Je tombe sur une secrétaire qui me dit que son médecin vient de partir, prend le numéro de la dame et me dit qu'il va me rappeler immédiatement. 20 minutes plus tard toujours rien. Je rappelle et insiste très lourdement donc elle me passe un confrère qui me dit "je ne connais pas cette dame, ni ses antécédents, et je n'ai de toutes façons pas la possibilité de faire un ECG. Appelez le 15"
(pour info faire venir les pompiers demande pratiquement le même temps que celui que met le SAMU du secteur et ils auraient dans tous les cas été obligés d'avoir le médecin sur place).
Merci beaucoup docteur pour cette aide précieuse ! Allo le 15, je réexlique, donne le traitement en cours, etc et on ma passe le médecin régulateur, aimable comme une porte de prison qui commence la conversation par "je suis le médecin Mme untel, je vous met en attente", grrrrrrrr, 3 minute après elle me reprend, je réexplique (entre temps la TA est montée à 18/10) et la dame cherche une postion antalgique qu'elle ne trouve pas. Sa voisine n'arrête pas de souffler, lever les bras au ciel ce qui n'est pas la meilleure attitude pour contenir l'anxiété de la dame. Après une pseudo-consultation par substitution on en arrive enfin à ce que j'attendais depuis le début : envoi d'un SMUR. Il est 18 h 30;
Je gère l'attente en rassurant la dame, par une attitude calme, posée, et je met ce temps à profit pour préparer un petit sac d'effet personnels, etc.
18 H 55 le véhicule arrive enfin...19 h 10 le médecin me demande de joindre à nouveau le groupe médical pour avoir accès aux antécédents de cette dame via son dossier médical. Appel, musique classique, secrétaire dépassée, un médecin qui me dit qu'il ne sait pas comment accéder au dossier médical informatique de la dame, hésitation, me demande de rappeler la secrétaire du groupe pour voir si elle sait, je refuse tout net et lui demande de se débrouiller (ce n'est pas le mot que j'avais envie d'utiliser mais bon), il me fait attendre quelques minutes et finalement exhume un tracé ECG de je ne sais où. Le médecin SMUR prend le relais et ô JOIE reconnait un de ses copains, il discute du cas, puis invite son pote à un pot pour arroser la naissance de Louise (?) et me dit en raccrochant " c'est le docteur Machin" comme si j'en avais quelque chose à faire et comme si ça donnait à ce médecin un compétence particulière !

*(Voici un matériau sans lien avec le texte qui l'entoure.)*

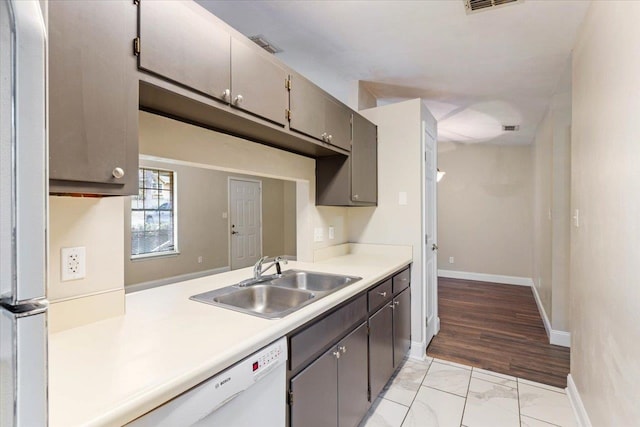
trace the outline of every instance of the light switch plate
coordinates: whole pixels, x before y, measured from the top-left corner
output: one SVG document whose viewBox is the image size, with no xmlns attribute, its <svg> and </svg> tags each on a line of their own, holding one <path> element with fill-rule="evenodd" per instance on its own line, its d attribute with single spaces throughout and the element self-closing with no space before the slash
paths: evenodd
<svg viewBox="0 0 640 427">
<path fill-rule="evenodd" d="M 313 241 L 314 242 L 322 242 L 324 240 L 324 231 L 322 227 L 316 227 L 313 230 Z"/>
<path fill-rule="evenodd" d="M 334 227 L 329 227 L 329 240 L 333 240 L 336 238 L 336 229 Z"/>
<path fill-rule="evenodd" d="M 60 276 L 63 282 L 87 276 L 87 253 L 84 246 L 60 250 Z"/>
<path fill-rule="evenodd" d="M 407 204 L 407 192 L 401 191 L 398 193 L 398 204 L 406 205 Z"/>
</svg>

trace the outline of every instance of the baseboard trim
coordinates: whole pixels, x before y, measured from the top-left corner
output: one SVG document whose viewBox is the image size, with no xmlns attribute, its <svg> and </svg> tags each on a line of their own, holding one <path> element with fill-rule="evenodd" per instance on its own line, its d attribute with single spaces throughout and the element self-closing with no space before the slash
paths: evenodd
<svg viewBox="0 0 640 427">
<path fill-rule="evenodd" d="M 503 276 L 500 274 L 471 273 L 467 271 L 440 270 L 439 277 L 447 277 L 450 279 L 477 280 L 479 282 L 493 282 L 504 285 L 533 286 L 531 277 L 519 276 Z"/>
<path fill-rule="evenodd" d="M 573 409 L 573 415 L 576 417 L 578 427 L 592 427 L 591 420 L 571 374 L 567 375 L 567 397 L 569 398 L 571 409 Z"/>
<path fill-rule="evenodd" d="M 427 358 L 427 343 L 422 341 L 411 341 L 409 358 L 414 360 L 425 360 Z"/>
<path fill-rule="evenodd" d="M 547 332 L 547 337 L 549 337 L 549 344 L 571 347 L 571 333 L 551 328 L 551 322 L 549 321 L 549 316 L 547 316 L 547 312 L 542 305 L 542 300 L 538 294 L 538 288 L 531 286 L 531 290 L 533 291 L 533 298 L 536 300 L 540 317 L 542 317 L 544 330 Z"/>
<path fill-rule="evenodd" d="M 178 276 L 166 277 L 164 279 L 150 280 L 148 282 L 136 283 L 134 285 L 127 285 L 124 287 L 124 292 L 130 294 L 132 292 L 144 291 L 145 289 L 156 288 L 158 286 L 169 285 L 171 283 L 183 282 L 185 280 L 198 279 L 204 276 L 211 276 L 212 274 L 224 273 L 231 270 L 229 266 L 213 268 L 211 270 L 196 271 L 195 273 L 180 274 Z"/>
</svg>

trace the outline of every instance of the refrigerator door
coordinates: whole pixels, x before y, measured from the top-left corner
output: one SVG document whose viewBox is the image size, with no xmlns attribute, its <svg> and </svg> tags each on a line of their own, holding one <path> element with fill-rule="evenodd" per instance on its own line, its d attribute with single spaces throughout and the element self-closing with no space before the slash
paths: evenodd
<svg viewBox="0 0 640 427">
<path fill-rule="evenodd" d="M 0 307 L 0 426 L 47 425 L 46 307 Z"/>
<path fill-rule="evenodd" d="M 0 0 L 0 426 L 47 425 L 45 27 Z"/>
<path fill-rule="evenodd" d="M 37 0 L 0 0 L 0 299 L 45 297 L 45 29 Z"/>
</svg>

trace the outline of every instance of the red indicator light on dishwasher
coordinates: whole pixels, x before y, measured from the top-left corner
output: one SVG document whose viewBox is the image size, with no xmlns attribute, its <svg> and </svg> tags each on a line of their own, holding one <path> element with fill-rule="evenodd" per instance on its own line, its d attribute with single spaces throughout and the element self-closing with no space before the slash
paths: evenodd
<svg viewBox="0 0 640 427">
<path fill-rule="evenodd" d="M 257 371 L 259 367 L 258 362 L 253 362 L 253 372 Z"/>
</svg>

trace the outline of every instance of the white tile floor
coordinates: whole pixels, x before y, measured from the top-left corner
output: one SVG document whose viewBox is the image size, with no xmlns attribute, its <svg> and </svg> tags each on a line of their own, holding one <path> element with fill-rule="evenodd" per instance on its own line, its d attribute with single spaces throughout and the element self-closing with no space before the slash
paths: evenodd
<svg viewBox="0 0 640 427">
<path fill-rule="evenodd" d="M 360 427 L 575 427 L 565 390 L 439 359 L 406 360 Z"/>
</svg>

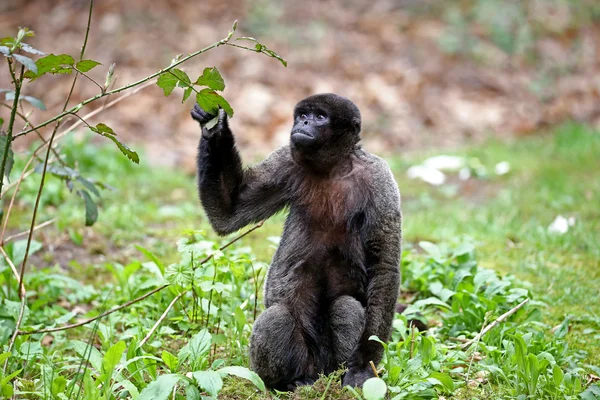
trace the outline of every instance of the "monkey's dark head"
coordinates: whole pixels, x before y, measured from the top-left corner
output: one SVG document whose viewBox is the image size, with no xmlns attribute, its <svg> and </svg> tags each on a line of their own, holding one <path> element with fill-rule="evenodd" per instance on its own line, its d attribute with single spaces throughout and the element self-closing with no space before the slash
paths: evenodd
<svg viewBox="0 0 600 400">
<path fill-rule="evenodd" d="M 360 111 L 332 93 L 316 94 L 294 108 L 290 147 L 296 162 L 326 172 L 360 141 Z"/>
</svg>

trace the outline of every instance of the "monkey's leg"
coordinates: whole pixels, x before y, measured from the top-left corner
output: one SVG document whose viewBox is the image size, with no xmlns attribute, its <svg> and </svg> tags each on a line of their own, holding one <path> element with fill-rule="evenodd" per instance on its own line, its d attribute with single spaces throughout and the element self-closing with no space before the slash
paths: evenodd
<svg viewBox="0 0 600 400">
<path fill-rule="evenodd" d="M 293 390 L 309 368 L 308 349 L 292 314 L 282 304 L 256 319 L 250 336 L 250 367 L 270 388 Z"/>
<path fill-rule="evenodd" d="M 329 308 L 333 357 L 327 372 L 350 358 L 365 328 L 365 309 L 351 296 L 338 297 Z"/>
</svg>

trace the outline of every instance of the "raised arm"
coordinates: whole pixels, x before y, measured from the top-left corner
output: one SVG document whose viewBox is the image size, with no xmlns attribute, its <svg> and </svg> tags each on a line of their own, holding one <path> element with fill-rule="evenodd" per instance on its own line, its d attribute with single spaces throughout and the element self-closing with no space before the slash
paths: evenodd
<svg viewBox="0 0 600 400">
<path fill-rule="evenodd" d="M 202 127 L 197 159 L 200 201 L 219 235 L 235 232 L 285 207 L 288 199 L 283 172 L 291 163 L 288 147 L 244 170 L 225 112 L 219 111 L 219 121 L 211 129 L 206 123 L 213 116 L 198 105 L 192 118 Z"/>
<path fill-rule="evenodd" d="M 400 287 L 400 193 L 387 164 L 381 161 L 376 167 L 373 183 L 378 190 L 373 193 L 373 213 L 367 218 L 364 238 L 368 276 L 366 323 L 343 380 L 344 385 L 351 386 L 362 385 L 374 376 L 369 361 L 377 365 L 383 348 L 369 338 L 376 335 L 383 341 L 389 340 Z"/>
</svg>

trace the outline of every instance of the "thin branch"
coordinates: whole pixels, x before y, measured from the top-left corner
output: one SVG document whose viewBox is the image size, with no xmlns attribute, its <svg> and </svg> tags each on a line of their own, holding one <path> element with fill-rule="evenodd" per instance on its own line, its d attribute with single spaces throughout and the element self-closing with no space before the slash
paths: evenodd
<svg viewBox="0 0 600 400">
<path fill-rule="evenodd" d="M 219 248 L 219 250 L 225 250 L 227 247 L 231 246 L 233 243 L 237 242 L 238 240 L 240 240 L 244 236 L 246 236 L 249 233 L 255 231 L 258 228 L 260 228 L 264 224 L 264 222 L 265 221 L 260 221 L 258 224 L 254 225 L 252 228 L 248 229 L 246 232 L 238 235 L 237 237 L 235 237 L 231 241 L 229 241 L 226 244 L 224 244 L 223 246 L 221 246 Z M 212 255 L 206 257 L 204 260 L 202 260 L 200 262 L 200 264 L 204 264 L 205 262 L 207 262 L 211 258 L 212 258 Z M 112 309 L 110 309 L 110 310 L 108 310 L 108 311 L 106 311 L 106 312 L 104 312 L 104 313 L 102 313 L 102 314 L 100 314 L 100 315 L 98 315 L 96 317 L 87 319 L 85 321 L 78 322 L 76 324 L 59 326 L 59 327 L 56 327 L 56 328 L 40 329 L 40 330 L 37 330 L 37 331 L 21 331 L 21 330 L 17 330 L 17 331 L 15 331 L 15 333 L 16 333 L 16 336 L 19 336 L 19 335 L 34 335 L 34 334 L 38 334 L 38 333 L 58 332 L 58 331 L 64 331 L 64 330 L 67 330 L 67 329 L 77 328 L 79 326 L 89 324 L 90 322 L 94 322 L 95 320 L 97 320 L 99 318 L 102 318 L 102 317 L 105 317 L 107 315 L 110 315 L 110 314 L 112 314 L 112 313 L 114 313 L 116 311 L 119 311 L 119 310 L 122 310 L 122 309 L 124 309 L 126 307 L 129 307 L 132 304 L 140 302 L 140 301 L 144 300 L 146 297 L 149 297 L 149 296 L 153 295 L 156 292 L 160 292 L 161 290 L 163 290 L 167 286 L 169 286 L 169 285 L 168 284 L 162 285 L 162 286 L 160 286 L 160 287 L 158 287 L 158 288 L 156 288 L 154 290 L 151 290 L 150 292 L 146 293 L 143 296 L 137 297 L 137 298 L 135 298 L 133 300 L 130 300 L 127 303 L 124 303 L 124 304 L 122 304 L 122 305 L 120 305 L 118 307 L 112 308 Z"/>
<path fill-rule="evenodd" d="M 34 226 L 33 230 L 37 231 L 38 229 L 42 229 L 43 227 L 46 227 L 54 222 L 56 222 L 56 218 L 52 218 L 51 220 L 42 222 L 41 224 Z M 0 243 L 0 246 L 4 246 L 6 243 L 10 242 L 11 240 L 15 240 L 16 238 L 20 238 L 21 236 L 26 236 L 28 233 L 29 233 L 29 230 L 26 230 L 23 232 L 15 233 L 14 235 L 10 235 Z"/>
<path fill-rule="evenodd" d="M 123 95 L 121 95 L 121 96 L 117 97 L 116 99 L 114 99 L 114 100 L 113 100 L 113 101 L 111 101 L 110 103 L 107 103 L 107 104 L 103 105 L 102 107 L 99 107 L 99 108 L 97 108 L 97 109 L 95 109 L 95 110 L 93 110 L 93 111 L 91 111 L 91 112 L 87 113 L 86 115 L 84 115 L 84 117 L 83 117 L 83 118 L 84 118 L 84 119 L 91 118 L 91 117 L 93 117 L 94 115 L 96 115 L 96 114 L 99 114 L 99 113 L 101 113 L 102 111 L 106 110 L 107 108 L 110 108 L 110 107 L 114 106 L 115 104 L 117 104 L 117 103 L 119 103 L 119 102 L 121 102 L 121 101 L 125 100 L 126 98 L 128 98 L 128 97 L 130 97 L 130 96 L 133 96 L 134 94 L 137 94 L 137 93 L 139 93 L 141 90 L 143 90 L 143 89 L 145 89 L 145 88 L 147 88 L 147 87 L 151 86 L 152 84 L 153 84 L 153 82 L 146 82 L 145 84 L 143 84 L 143 85 L 141 85 L 141 86 L 137 87 L 135 90 L 133 90 L 133 91 L 131 91 L 131 92 L 128 92 L 128 93 L 125 93 L 125 94 L 123 94 Z M 82 124 L 82 122 L 81 122 L 81 121 L 76 121 L 76 122 L 74 122 L 74 123 L 73 123 L 71 126 L 69 126 L 69 127 L 68 127 L 68 128 L 66 128 L 65 130 L 63 130 L 62 132 L 60 132 L 59 134 L 57 134 L 57 135 L 56 135 L 56 137 L 55 137 L 55 141 L 58 141 L 60 138 L 62 138 L 62 137 L 64 137 L 64 136 L 66 136 L 66 135 L 67 135 L 67 134 L 69 134 L 69 133 L 70 133 L 70 132 L 71 132 L 73 129 L 77 128 L 77 127 L 78 127 L 79 125 L 81 125 L 81 124 Z M 14 203 L 14 200 L 15 200 L 15 196 L 16 196 L 16 194 L 17 194 L 18 190 L 19 190 L 19 186 L 21 185 L 21 182 L 22 182 L 22 181 L 23 181 L 23 180 L 24 180 L 26 177 L 28 177 L 29 175 L 31 175 L 31 174 L 34 172 L 34 170 L 33 170 L 33 169 L 31 169 L 31 170 L 27 171 L 27 168 L 28 168 L 28 167 L 29 167 L 29 165 L 31 165 L 31 163 L 32 163 L 32 162 L 35 160 L 35 157 L 37 157 L 37 153 L 38 153 L 38 152 L 40 152 L 41 150 L 43 150 L 43 149 L 44 149 L 44 148 L 45 148 L 47 145 L 48 145 L 48 142 L 46 142 L 46 143 L 42 143 L 40 146 L 38 146 L 38 147 L 37 147 L 37 148 L 34 150 L 33 154 L 31 155 L 31 157 L 30 157 L 30 158 L 29 158 L 29 160 L 27 161 L 27 164 L 25 165 L 25 168 L 23 168 L 23 173 L 21 174 L 21 177 L 20 177 L 20 178 L 19 178 L 19 179 L 18 179 L 18 180 L 17 180 L 15 183 L 12 183 L 11 185 L 9 185 L 9 186 L 8 186 L 8 187 L 7 187 L 7 188 L 4 190 L 4 193 L 3 193 L 3 195 L 4 195 L 4 194 L 5 194 L 7 191 L 8 191 L 8 189 L 10 189 L 10 188 L 12 188 L 13 186 L 15 186 L 15 185 L 16 185 L 16 189 L 15 189 L 15 192 L 13 193 L 13 197 L 12 197 L 12 199 L 11 199 L 10 205 L 9 205 L 9 207 L 8 207 L 7 211 L 5 212 L 5 215 L 6 215 L 6 216 L 5 216 L 5 218 L 4 218 L 4 225 L 3 225 L 3 228 L 2 228 L 2 234 L 0 235 L 0 239 L 1 239 L 2 237 L 4 237 L 4 232 L 5 232 L 5 230 L 6 230 L 6 223 L 7 223 L 7 221 L 9 220 L 9 217 L 10 217 L 10 214 L 11 214 L 11 211 L 12 211 L 12 206 L 13 206 L 13 203 Z M 1 240 L 0 240 L 0 242 L 1 242 Z"/>
<path fill-rule="evenodd" d="M 10 111 L 10 118 L 8 120 L 8 131 L 6 132 L 6 143 L 4 144 L 4 152 L 2 154 L 6 154 L 6 157 L 2 157 L 2 165 L 0 166 L 0 199 L 2 198 L 2 186 L 4 185 L 4 172 L 6 170 L 6 162 L 8 160 L 8 151 L 10 150 L 10 145 L 14 140 L 13 136 L 13 127 L 15 125 L 15 117 L 17 115 L 17 107 L 19 106 L 19 96 L 21 94 L 21 86 L 23 84 L 23 72 L 25 71 L 25 66 L 21 65 L 21 74 L 17 79 L 15 77 L 15 73 L 12 69 L 12 64 L 8 63 L 8 69 L 10 71 L 10 76 L 13 79 L 13 83 L 15 85 L 15 98 L 13 99 L 12 109 Z"/>
<path fill-rule="evenodd" d="M 26 172 L 27 168 L 29 168 L 29 166 L 31 165 L 33 160 L 35 160 L 35 152 L 34 152 L 34 155 L 31 156 L 29 158 L 29 160 L 27 160 L 27 163 L 25 164 L 25 167 L 23 168 L 23 172 L 21 173 L 21 176 L 15 182 L 15 185 L 16 185 L 15 191 L 13 192 L 13 195 L 10 198 L 10 203 L 8 204 L 8 208 L 6 209 L 6 212 L 4 213 L 4 223 L 2 224 L 2 234 L 0 234 L 0 242 L 4 241 L 4 234 L 6 233 L 6 227 L 8 226 L 8 221 L 10 220 L 10 214 L 11 214 L 13 206 L 15 204 L 15 198 L 17 197 L 17 193 L 19 192 L 19 188 L 21 187 L 21 182 L 23 182 L 25 180 L 25 178 L 27 176 L 31 175 L 34 171 L 33 169 L 31 169 L 29 173 Z M 8 190 L 8 188 L 6 190 Z M 3 195 L 4 195 L 4 193 L 3 193 Z"/>
<path fill-rule="evenodd" d="M 8 254 L 6 254 L 6 250 L 4 250 L 3 246 L 0 246 L 0 253 L 2 253 L 4 260 L 6 260 L 6 263 L 10 266 L 10 269 L 12 269 L 15 278 L 17 278 L 17 282 L 20 281 L 21 278 L 19 277 L 19 271 L 17 271 L 17 267 L 15 267 L 15 264 L 12 262 Z M 19 298 L 23 299 L 25 298 L 27 291 L 25 290 L 25 287 L 21 287 L 20 289 L 21 290 L 19 290 Z"/>
<path fill-rule="evenodd" d="M 111 308 L 110 310 L 105 311 L 105 312 L 103 312 L 100 315 L 97 315 L 97 316 L 95 316 L 93 318 L 86 319 L 86 320 L 81 321 L 81 322 L 77 322 L 76 324 L 58 326 L 56 328 L 39 329 L 37 331 L 21 331 L 21 330 L 18 330 L 18 331 L 16 331 L 17 332 L 17 336 L 21 336 L 21 335 L 37 335 L 38 333 L 50 333 L 50 332 L 65 331 L 67 329 L 73 329 L 73 328 L 77 328 L 79 326 L 87 325 L 90 322 L 94 322 L 97 319 L 104 318 L 107 315 L 110 315 L 110 314 L 112 314 L 114 312 L 117 312 L 119 310 L 127 308 L 130 305 L 132 305 L 132 304 L 139 303 L 140 301 L 144 300 L 145 298 L 152 296 L 154 293 L 160 292 L 161 290 L 163 290 L 167 286 L 169 286 L 169 285 L 165 284 L 165 285 L 159 286 L 156 289 L 152 289 L 151 291 L 149 291 L 148 293 L 146 293 L 146 294 L 144 294 L 144 295 L 142 295 L 140 297 L 136 297 L 133 300 L 129 300 L 127 303 L 121 304 L 120 306 L 115 307 L 115 308 Z"/>
<path fill-rule="evenodd" d="M 87 26 L 85 29 L 85 37 L 83 38 L 83 45 L 81 46 L 81 52 L 79 53 L 79 61 L 83 60 L 85 48 L 87 47 L 88 37 L 90 36 L 90 26 L 92 25 L 93 9 L 94 9 L 94 0 L 90 0 L 90 9 L 88 12 Z M 77 69 L 76 69 L 76 71 L 77 71 Z M 77 72 L 78 73 L 75 74 L 75 76 L 73 77 L 73 83 L 71 84 L 71 89 L 69 90 L 69 94 L 67 95 L 67 99 L 65 100 L 65 104 L 63 106 L 63 112 L 67 109 L 67 106 L 69 105 L 69 101 L 71 100 L 71 96 L 73 95 L 73 90 L 75 89 L 75 84 L 77 83 L 77 78 L 79 77 L 79 71 L 77 71 Z M 58 120 L 58 121 L 59 121 L 58 123 L 60 123 L 60 120 Z"/>
<path fill-rule="evenodd" d="M 375 374 L 375 378 L 379 378 L 379 373 L 377 372 L 377 368 L 375 368 L 375 364 L 373 364 L 373 360 L 370 360 L 369 364 L 371 365 L 371 369 L 373 370 L 373 373 Z"/>
<path fill-rule="evenodd" d="M 410 324 L 410 354 L 409 354 L 408 358 L 412 359 L 414 353 L 415 353 L 415 327 L 413 326 L 413 324 Z"/>
<path fill-rule="evenodd" d="M 21 102 L 21 105 L 22 105 L 22 104 L 23 104 L 23 102 Z M 3 107 L 6 107 L 6 108 L 8 108 L 9 110 L 11 109 L 11 106 L 9 106 L 9 105 L 8 105 L 8 104 L 6 104 L 6 103 L 2 103 L 1 105 L 2 105 Z M 29 118 L 27 118 L 27 116 L 26 116 L 24 113 L 20 113 L 20 112 L 18 112 L 18 111 L 17 111 L 17 116 L 18 116 L 19 118 L 21 118 L 23 121 L 25 121 L 25 126 L 33 126 L 33 124 L 31 123 L 31 121 L 29 121 Z M 36 129 L 36 130 L 35 130 L 35 133 L 37 133 L 38 137 L 40 138 L 40 140 L 41 140 L 43 143 L 47 143 L 47 140 L 46 140 L 46 139 L 44 139 L 44 136 L 43 136 L 43 135 L 40 133 L 40 131 L 39 131 L 38 129 Z M 54 153 L 54 156 L 56 157 L 56 159 L 58 160 L 58 162 L 59 162 L 59 163 L 61 163 L 61 164 L 62 164 L 63 166 L 65 166 L 65 167 L 68 167 L 67 163 L 66 163 L 66 162 L 64 162 L 64 161 L 62 160 L 62 158 L 60 158 L 60 155 L 58 154 L 58 152 L 57 152 L 56 150 L 52 149 L 52 153 Z M 6 192 L 6 190 L 5 190 L 5 192 Z"/>
<path fill-rule="evenodd" d="M 260 228 L 261 226 L 263 226 L 264 223 L 265 223 L 265 220 L 263 219 L 262 221 L 260 221 L 256 225 L 254 225 L 252 228 L 248 229 L 246 232 L 242 233 L 241 235 L 238 235 L 237 237 L 233 238 L 229 242 L 225 243 L 223 246 L 219 247 L 219 250 L 221 250 L 221 251 L 225 250 L 227 247 L 231 246 L 232 244 L 234 244 L 235 242 L 237 242 L 238 240 L 240 240 L 244 236 L 248 235 L 249 233 L 252 233 L 253 231 L 255 231 L 258 228 Z M 204 259 L 202 261 L 200 261 L 199 264 L 204 264 L 205 262 L 207 262 L 208 260 L 210 260 L 211 258 L 213 258 L 213 256 L 214 256 L 214 254 L 210 254 L 210 255 L 204 257 Z"/>
<path fill-rule="evenodd" d="M 103 87 L 101 84 L 99 84 L 98 82 L 96 82 L 96 81 L 94 80 L 94 78 L 92 78 L 91 76 L 89 76 L 89 75 L 88 75 L 88 74 L 86 74 L 85 72 L 78 70 L 77 68 L 73 68 L 73 69 L 74 69 L 75 71 L 77 71 L 77 73 L 79 73 L 79 74 L 83 75 L 84 77 L 86 77 L 86 78 L 87 78 L 87 79 L 88 79 L 90 82 L 92 82 L 92 83 L 94 83 L 96 86 L 98 86 L 98 87 L 100 88 L 100 91 L 104 93 L 104 87 Z"/>
<path fill-rule="evenodd" d="M 490 316 L 490 311 L 485 313 L 485 317 L 483 319 L 483 324 L 481 324 L 481 331 L 479 331 L 479 334 L 476 336 L 477 340 L 474 342 L 475 350 L 477 350 L 477 345 L 479 344 L 479 341 L 481 340 L 481 332 L 483 332 L 483 329 L 485 327 L 485 324 L 488 321 L 489 316 Z M 475 354 L 472 354 L 471 359 L 469 360 L 469 368 L 467 369 L 467 375 L 465 376 L 465 383 L 469 383 L 469 376 L 471 375 L 471 367 L 473 366 L 473 361 L 475 361 Z"/>
<path fill-rule="evenodd" d="M 475 335 L 475 337 L 473 339 L 469 340 L 468 342 L 466 342 L 465 344 L 460 346 L 461 349 L 465 350 L 467 347 L 471 346 L 473 343 L 479 341 L 479 339 L 481 339 L 483 337 L 483 335 L 488 333 L 490 330 L 494 329 L 500 323 L 504 322 L 508 317 L 510 317 L 511 315 L 516 313 L 521 307 L 523 307 L 528 302 L 529 302 L 529 299 L 525 299 L 522 302 L 520 302 L 516 307 L 510 309 L 509 311 L 505 312 L 504 314 L 502 314 L 501 316 L 496 318 L 496 320 L 494 322 L 492 322 L 491 324 L 486 326 L 485 329 L 482 329 L 481 332 L 479 332 L 477 335 Z"/>
<path fill-rule="evenodd" d="M 81 47 L 81 53 L 79 55 L 79 60 L 83 59 L 83 54 L 85 52 L 85 47 L 87 45 L 88 35 L 89 35 L 89 31 L 90 31 L 90 24 L 92 23 L 93 7 L 94 7 L 94 0 L 90 0 L 90 12 L 89 12 L 89 16 L 88 16 L 87 29 L 86 29 L 86 33 L 85 33 L 85 38 L 83 40 L 83 46 Z M 23 79 L 23 68 L 21 68 L 21 80 L 22 79 Z M 69 100 L 71 99 L 71 96 L 73 95 L 73 89 L 75 87 L 76 81 L 77 81 L 77 75 L 75 75 L 75 77 L 73 78 L 73 84 L 71 85 L 71 90 L 69 91 L 69 94 L 67 95 L 67 98 L 65 100 L 65 104 L 63 106 L 63 112 L 66 110 L 66 108 L 69 104 Z M 16 96 L 16 97 L 18 97 L 18 96 Z M 33 206 L 33 214 L 31 216 L 31 225 L 29 227 L 29 234 L 27 236 L 27 245 L 25 246 L 25 256 L 23 257 L 23 262 L 21 264 L 21 274 L 19 276 L 19 290 L 25 289 L 24 285 L 23 285 L 23 279 L 25 277 L 25 268 L 27 266 L 27 261 L 29 261 L 29 251 L 31 249 L 31 242 L 33 240 L 33 231 L 35 228 L 35 221 L 37 219 L 37 213 L 38 213 L 39 206 L 40 206 L 40 199 L 42 197 L 42 192 L 44 191 L 44 182 L 46 180 L 46 172 L 48 170 L 48 161 L 50 159 L 50 152 L 52 151 L 52 143 L 54 142 L 56 132 L 58 131 L 58 127 L 60 126 L 62 119 L 56 119 L 55 121 L 56 121 L 56 124 L 54 125 L 54 129 L 52 130 L 52 135 L 50 135 L 50 140 L 48 141 L 47 144 L 45 144 L 48 148 L 46 150 L 46 157 L 44 159 L 44 164 L 43 164 L 43 169 L 42 169 L 42 178 L 40 180 L 40 186 L 38 188 L 37 196 L 35 198 L 35 204 Z M 16 136 L 15 136 L 15 138 L 16 138 Z M 6 160 L 6 157 L 3 159 L 3 161 L 5 161 L 5 160 Z M 4 169 L 4 168 L 2 168 L 2 169 Z M 4 171 L 2 171 L 2 172 L 4 172 Z M 0 186 L 0 188 L 1 188 L 1 186 Z M 8 343 L 8 351 L 12 350 L 13 346 L 15 345 L 15 341 L 17 340 L 19 328 L 21 327 L 21 324 L 23 323 L 23 315 L 25 314 L 26 302 L 27 302 L 27 299 L 25 297 L 21 298 L 21 306 L 19 308 L 19 317 L 18 317 L 17 323 L 15 325 L 15 332 L 13 333 L 12 337 L 10 338 L 10 342 Z M 8 363 L 4 363 L 4 370 L 6 370 L 7 365 L 8 365 Z"/>
<path fill-rule="evenodd" d="M 158 321 L 156 321 L 156 323 L 154 324 L 154 326 L 152 327 L 152 329 L 150 329 L 150 331 L 148 332 L 148 334 L 142 339 L 142 341 L 140 342 L 140 344 L 138 344 L 137 348 L 141 348 L 143 345 L 146 344 L 146 342 L 148 341 L 148 339 L 150 339 L 150 337 L 154 334 L 154 331 L 156 331 L 156 329 L 158 329 L 158 326 L 161 324 L 161 322 L 163 322 L 163 320 L 167 317 L 167 314 L 169 313 L 169 311 L 171 311 L 171 308 L 173 308 L 173 306 L 175 305 L 175 303 L 177 303 L 177 301 L 182 298 L 185 294 L 187 293 L 187 290 L 185 292 L 181 292 L 179 293 L 177 296 L 175 296 L 175 298 L 171 301 L 171 303 L 169 304 L 169 306 L 167 307 L 167 309 L 162 313 L 162 315 L 160 316 L 160 318 L 158 319 Z"/>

5 minutes après diagnostic posé : infarctus.(ben tiens donc, comment ai-je pu passer à côté ??? grrrr)
19 H 30 Départ pour l'hopital du département voisin, seul dispo pour une coro à ce moment là...
Constat :
- difficile quand on ne suit pas les personne de façon assidue de connaitre leurs antécédents, traitement, etc et de transmettre de façon efficace.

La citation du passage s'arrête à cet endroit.